We are at a turning point in software development. The discussion often revolves around which AI writing the best code (Claude vs. ChatGPT) or where where AI should reside (IDE or CLI). But that is not the right question.
The problem is not the generate of code. It is the validation of it.
If we embrace AI as “Vibe Coders” – where we specify the intent and the AI does the execution – we create a massive flow of new software. A swarm of AI agents can generate more code in one minute than a senior developer can review in a week. Humans have become the bottleneck.
The solution is not more people. The solution is a AI Design Authority.
Traditionally, the “Design Authority” is a small group of architects who meet once a week or month to approve or reject a design. In a world of high-velocity AI development that model is hopelessly outdated. It is too slow and too reactive.

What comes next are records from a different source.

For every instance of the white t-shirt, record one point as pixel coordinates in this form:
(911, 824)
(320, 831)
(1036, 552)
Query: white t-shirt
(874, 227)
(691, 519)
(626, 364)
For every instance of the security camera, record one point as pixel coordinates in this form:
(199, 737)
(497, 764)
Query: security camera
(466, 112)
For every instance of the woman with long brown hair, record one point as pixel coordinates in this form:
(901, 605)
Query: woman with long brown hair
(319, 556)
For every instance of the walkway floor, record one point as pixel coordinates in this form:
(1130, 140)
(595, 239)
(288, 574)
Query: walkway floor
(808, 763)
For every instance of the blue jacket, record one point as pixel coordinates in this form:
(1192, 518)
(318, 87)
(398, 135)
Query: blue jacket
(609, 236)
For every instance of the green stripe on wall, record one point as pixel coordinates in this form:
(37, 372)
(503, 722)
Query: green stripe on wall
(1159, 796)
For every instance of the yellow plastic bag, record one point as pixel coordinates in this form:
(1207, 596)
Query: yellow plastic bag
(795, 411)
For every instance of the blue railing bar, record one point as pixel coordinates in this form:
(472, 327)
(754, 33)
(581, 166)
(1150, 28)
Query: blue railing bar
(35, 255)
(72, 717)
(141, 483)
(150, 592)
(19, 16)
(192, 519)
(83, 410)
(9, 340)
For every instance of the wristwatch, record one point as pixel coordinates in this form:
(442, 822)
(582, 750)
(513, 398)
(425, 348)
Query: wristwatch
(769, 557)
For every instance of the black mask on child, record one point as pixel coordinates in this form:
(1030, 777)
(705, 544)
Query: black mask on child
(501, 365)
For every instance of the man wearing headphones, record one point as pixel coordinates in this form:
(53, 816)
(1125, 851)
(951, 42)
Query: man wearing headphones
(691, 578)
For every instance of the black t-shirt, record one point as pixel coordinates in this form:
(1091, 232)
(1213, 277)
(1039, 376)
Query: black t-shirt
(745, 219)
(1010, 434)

If we switch to “Disposable Code” – software that we do not endlessly refactor, but discard and regenerate when requirements change – then our role changes fundamentally. We are no longer masons laying stone by stone. We are the architects of the factory that prints the walls.
But who checks that those walls are straight?
An AI Design Authority is not a person, but a pipeline. A “Gauntlet” where every line of generated code must fight its way through to reach production. This process does not replace the human code review with nothing, but with something better.
It works in three layers:
1. The Executive Power (The Generation)
We don't ask one AI for a solution, we ask three. We let Gemini 3, GPT-5 and an open‑source model (such as Llama) work in parallel on the same problem. This prevents tunnel vision and breaks the “laziness” that LLMs sometimes suffer from. This approach is also scientifically researched and demonstrates that you can prevent AI hallucination and build very long chains without errors
2. The Hard Filter (The Law)
No discussion is possible here. Code must compile. Linters must not complain. And crucial: the Black Box Tests must succeed. We do not test whether the function works internally (that could manipulate the AI); we test whether the system does what it should do from the outside. Does the test fail? Straight to the trash.
3. De Zachte Filter (De AI Jury)
This is the real innovation. The remaining solutions are presented to a specialized "Voting AI". This agent does not write code, but leest code. It is trained on our architecture principles, security requirements (OWASP, ISO) and compliance rules (EU AI Act).
Hij stemt: “Oplossing A is sneller, maar Oplossing B is veiliger en volgt onze microservices-architectuur beter.”
De winnaar gaat naar productie.
This model enforces a separation of powers that is missing in many teams.
project-description.md, rules.md, skills.md en principles.md), the hard requirements. The architect determines what we build, who builds it, how and why.
It frees us from the tyranny of syntax errors and lets us focus on what we are good at: systems thinking, truth-finding, structure and decision-making.
The question is not whether AI can write our code. That issue is already settled. Code is largely becoming a disposable product.
The question is: Do you dare to let go of control over the code to release, thereby gaining control over the quality to win back?